I’ve worked with Material Design, Ant Design, and a handful of internal systems that came pre-loaded with opinions. The experience is always the same: fast at first, then increasingly slow as the real product requirements diverge from what the system was designed for.
Every design system is a set of frozen decisions. When those decisions were made by someone else, you’re not just using components — you’re inheriting their constraints, their tradeoffs, their mental model of what a good interface looks like.
This isn’t inherently bad. Sometimes those constraints are exactly what you need.

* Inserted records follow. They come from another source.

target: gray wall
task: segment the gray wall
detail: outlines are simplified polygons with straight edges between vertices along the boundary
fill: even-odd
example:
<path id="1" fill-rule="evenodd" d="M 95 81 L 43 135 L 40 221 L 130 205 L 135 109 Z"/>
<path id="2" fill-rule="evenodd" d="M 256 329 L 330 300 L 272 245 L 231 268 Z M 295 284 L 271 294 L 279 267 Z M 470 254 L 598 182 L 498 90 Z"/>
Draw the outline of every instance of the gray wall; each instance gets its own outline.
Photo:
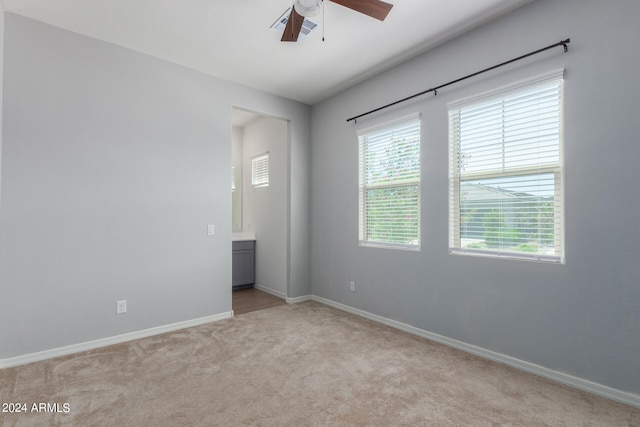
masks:
<path id="1" fill-rule="evenodd" d="M 256 233 L 256 284 L 287 295 L 287 122 L 262 117 L 243 132 L 243 229 Z M 269 152 L 269 186 L 251 185 L 251 159 Z"/>
<path id="2" fill-rule="evenodd" d="M 640 393 L 639 16 L 635 0 L 538 0 L 314 106 L 313 293 Z M 345 121 L 567 37 L 567 54 L 557 48 L 356 125 Z M 449 255 L 447 103 L 562 67 L 566 264 Z M 360 248 L 356 129 L 416 111 L 422 250 Z"/>
<path id="3" fill-rule="evenodd" d="M 13 14 L 4 65 L 0 359 L 231 310 L 233 106 L 291 122 L 310 293 L 308 106 Z"/>
<path id="4" fill-rule="evenodd" d="M 0 210 L 2 209 L 2 107 L 3 107 L 3 81 L 4 75 L 4 6 L 0 2 Z M 1 252 L 0 252 L 1 255 Z"/>

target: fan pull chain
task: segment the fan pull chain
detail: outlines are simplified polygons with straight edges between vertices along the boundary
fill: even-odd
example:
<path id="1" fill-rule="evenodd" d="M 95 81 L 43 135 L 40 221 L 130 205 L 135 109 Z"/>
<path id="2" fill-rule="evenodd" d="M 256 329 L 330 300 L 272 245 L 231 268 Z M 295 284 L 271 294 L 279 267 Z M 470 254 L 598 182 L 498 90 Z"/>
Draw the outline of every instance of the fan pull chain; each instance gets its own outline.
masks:
<path id="1" fill-rule="evenodd" d="M 322 0 L 322 41 L 324 42 L 324 0 Z"/>

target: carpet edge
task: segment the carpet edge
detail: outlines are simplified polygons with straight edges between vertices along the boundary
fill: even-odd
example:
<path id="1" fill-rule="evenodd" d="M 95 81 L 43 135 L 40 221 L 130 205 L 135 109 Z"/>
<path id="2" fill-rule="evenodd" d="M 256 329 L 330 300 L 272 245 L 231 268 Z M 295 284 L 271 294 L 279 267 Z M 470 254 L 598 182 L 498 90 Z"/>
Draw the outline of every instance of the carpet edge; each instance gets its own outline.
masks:
<path id="1" fill-rule="evenodd" d="M 412 335 L 417 335 L 419 337 L 428 339 L 430 341 L 434 341 L 439 344 L 443 344 L 448 347 L 452 347 L 457 350 L 461 350 L 466 353 L 470 353 L 470 354 L 482 357 L 484 359 L 489 359 L 494 362 L 505 364 L 512 368 L 516 368 L 521 371 L 524 371 L 533 375 L 537 375 L 539 377 L 543 377 L 560 384 L 570 386 L 572 388 L 576 388 L 591 394 L 595 394 L 600 397 L 605 397 L 607 399 L 614 400 L 619 403 L 624 403 L 626 405 L 640 408 L 640 395 L 618 390 L 609 386 L 605 386 L 589 380 L 585 380 L 583 378 L 574 377 L 572 375 L 555 371 L 553 369 L 549 369 L 544 366 L 536 365 L 534 363 L 527 362 L 525 360 L 517 359 L 515 357 L 507 356 L 502 353 L 497 353 L 495 351 L 487 350 L 485 348 L 468 344 L 463 341 L 458 341 L 456 339 L 439 335 L 434 332 L 429 332 L 427 330 L 420 329 L 406 323 L 398 322 L 397 320 L 379 316 L 377 314 L 373 314 L 365 310 L 360 310 L 360 309 L 357 309 L 357 308 L 354 308 L 354 307 L 351 307 L 327 298 L 319 297 L 317 295 L 312 295 L 311 300 L 324 305 L 328 305 L 330 307 L 336 308 L 341 311 L 346 311 L 347 313 L 364 317 L 366 319 L 372 320 L 377 323 L 381 323 L 386 326 L 390 326 L 394 329 L 398 329 Z"/>

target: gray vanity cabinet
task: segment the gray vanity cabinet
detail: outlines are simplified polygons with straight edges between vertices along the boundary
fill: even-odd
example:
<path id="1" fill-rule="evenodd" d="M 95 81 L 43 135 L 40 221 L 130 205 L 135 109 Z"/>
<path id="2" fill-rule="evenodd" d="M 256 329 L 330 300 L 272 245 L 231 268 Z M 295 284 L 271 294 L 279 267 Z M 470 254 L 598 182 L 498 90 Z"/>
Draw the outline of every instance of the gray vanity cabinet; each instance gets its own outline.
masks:
<path id="1" fill-rule="evenodd" d="M 250 288 L 256 282 L 256 242 L 242 240 L 232 242 L 232 272 L 233 289 Z"/>

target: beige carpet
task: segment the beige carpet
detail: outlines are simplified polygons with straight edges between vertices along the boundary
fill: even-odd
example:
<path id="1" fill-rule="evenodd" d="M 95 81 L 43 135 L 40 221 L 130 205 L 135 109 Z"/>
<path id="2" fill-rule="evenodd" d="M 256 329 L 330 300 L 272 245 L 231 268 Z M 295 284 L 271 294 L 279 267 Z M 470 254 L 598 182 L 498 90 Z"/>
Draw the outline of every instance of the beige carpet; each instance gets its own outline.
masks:
<path id="1" fill-rule="evenodd" d="M 638 408 L 313 302 L 4 369 L 0 387 L 61 411 L 3 426 L 640 425 Z"/>

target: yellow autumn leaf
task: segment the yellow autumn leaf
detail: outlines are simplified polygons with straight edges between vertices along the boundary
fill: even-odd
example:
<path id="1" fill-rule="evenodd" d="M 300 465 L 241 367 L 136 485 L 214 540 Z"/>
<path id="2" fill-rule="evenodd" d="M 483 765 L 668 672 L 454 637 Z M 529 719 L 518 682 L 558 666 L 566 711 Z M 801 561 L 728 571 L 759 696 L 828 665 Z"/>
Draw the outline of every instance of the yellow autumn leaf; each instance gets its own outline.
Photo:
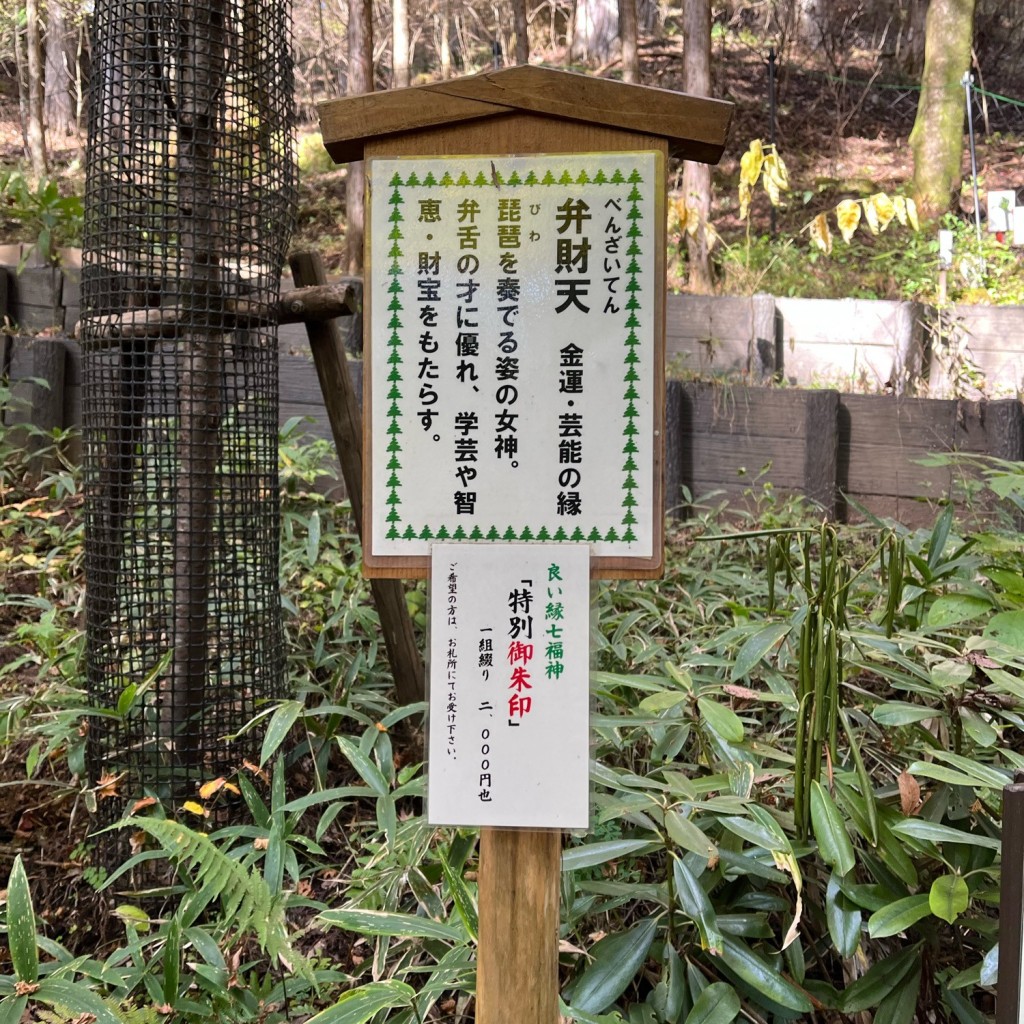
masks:
<path id="1" fill-rule="evenodd" d="M 740 220 L 746 220 L 750 212 L 750 196 L 753 189 L 745 182 L 740 182 Z"/>
<path id="2" fill-rule="evenodd" d="M 764 157 L 764 173 L 761 175 L 761 184 L 772 202 L 772 206 L 778 206 L 781 193 L 789 188 L 789 173 L 782 157 L 774 150 L 766 153 Z"/>
<path id="3" fill-rule="evenodd" d="M 704 225 L 704 244 L 707 246 L 708 252 L 711 252 L 721 240 L 721 236 L 710 224 Z"/>
<path id="4" fill-rule="evenodd" d="M 910 226 L 915 231 L 921 230 L 921 223 L 917 219 L 917 203 L 909 196 L 907 196 L 907 220 L 910 221 Z"/>
<path id="5" fill-rule="evenodd" d="M 844 199 L 836 207 L 836 223 L 839 225 L 843 241 L 849 242 L 860 223 L 860 203 L 855 199 Z"/>
<path id="6" fill-rule="evenodd" d="M 688 206 L 686 208 L 686 219 L 683 221 L 683 227 L 691 238 L 697 234 L 697 228 L 700 227 L 700 210 L 696 206 Z"/>
<path id="7" fill-rule="evenodd" d="M 823 213 L 811 221 L 811 241 L 826 255 L 832 251 L 832 232 Z"/>
<path id="8" fill-rule="evenodd" d="M 875 211 L 878 217 L 879 231 L 884 231 L 896 214 L 896 207 L 893 206 L 892 200 L 884 192 L 876 192 L 868 198 L 864 205 L 871 207 Z"/>
<path id="9" fill-rule="evenodd" d="M 782 159 L 778 150 L 775 150 L 775 174 L 779 179 L 779 188 L 784 191 L 789 188 L 789 168 L 786 161 Z"/>
<path id="10" fill-rule="evenodd" d="M 903 225 L 907 226 L 907 200 L 903 196 L 893 196 L 892 206 L 896 211 L 896 219 Z"/>
<path id="11" fill-rule="evenodd" d="M 210 812 L 202 805 L 197 804 L 195 800 L 186 800 L 182 805 L 183 811 L 188 811 L 189 814 L 195 814 L 200 818 L 207 818 Z"/>
<path id="12" fill-rule="evenodd" d="M 209 800 L 214 793 L 217 793 L 224 788 L 224 784 L 226 782 L 227 779 L 224 778 L 213 779 L 210 782 L 204 782 L 199 787 L 199 798 L 201 800 Z"/>
<path id="13" fill-rule="evenodd" d="M 868 228 L 871 230 L 871 234 L 878 234 L 878 210 L 875 209 L 874 204 L 870 199 L 862 199 L 861 205 L 864 207 L 864 219 L 868 222 Z"/>
<path id="14" fill-rule="evenodd" d="M 686 200 L 682 196 L 668 204 L 668 229 L 677 231 L 686 226 Z"/>
<path id="15" fill-rule="evenodd" d="M 760 139 L 754 139 L 750 148 L 740 157 L 740 185 L 753 188 L 757 184 L 761 166 L 764 164 L 764 148 Z"/>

But when you’re building something with a specific character, a specific user, a specific set of contexts, the borrowed system starts to feel like a rented apartment — livable, but not yours.
I build small. A set of tokens (colour, spacing, typography), a handful of base components, clear naming conventions. This takes maybe a day to set up properly, and from that point forward every decision I make is one I understand.
The components are fewer, simpler, and more deliberately chosen. When something breaks or needs to change, I know exactly why it is the way it is — because I made that call.
This doesn’t scale the same way. On a large team, a shared system is a coordination tool as much as a design tool. But for solo work or small teams moving fast, the overhead of learning someone else’s system often outweighs the time saved.
The better framing, maybe, is: use a system when you can adopt its opinions wholesale. Build your own when the product has opinions that conflict.